Puis elle s’habilla chaudement et alla faire des courses. La supérette à deux rues de chez elle était ouverte. Chemin faisant, l’Américaine chercha du regard des stigmates de la nuit dernière, mais les Parisiennes et les Parisiens avaient repris leur routine.
En rentrant, elle croisa sa voisine dans l’entrée de l’immeuble. Annette Doreuil, au mitan de la soixantaine, toujours très soignée, revenait également des commissions.
« Shannon ! lui lança-t-elle. Quelle sacrée soirée, n’est-ce pas ?
— Oui, j’étais dehors toute la nuit, répondit la jeune femme, tandis qu’elles gagnaient ensemble l’ascenseur. Le courant est revenu seulement sur le coup de six heures, petit à petit.

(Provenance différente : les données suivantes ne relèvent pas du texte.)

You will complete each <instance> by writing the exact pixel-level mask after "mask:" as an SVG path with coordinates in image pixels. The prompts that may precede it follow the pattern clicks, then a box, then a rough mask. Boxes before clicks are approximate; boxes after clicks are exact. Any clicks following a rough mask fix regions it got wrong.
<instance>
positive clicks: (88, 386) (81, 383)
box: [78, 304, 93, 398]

— Notre fille et sa famille voulaient venir d’Amsterdam, mais tous les vols ont été annulés.
— Quel dommage ! Je sais que vous étiez si contente à l’idée de voir vos petits-enfants. »
La cabine eut un sursaut, s’arrêta entre deux étages ; l’estomac de Shannon se crispa et l’ascenseur repartit.
« Il n’aurait plus manqué que ça ! » fit Doreuil, son visage affichant un rictus nerveux. Elles se turent et regardèrent les paliers défiler à travers la porte vitrée avant de s’arrêter au quatrième. Shannon était heureuse de quitter enfin la cabine.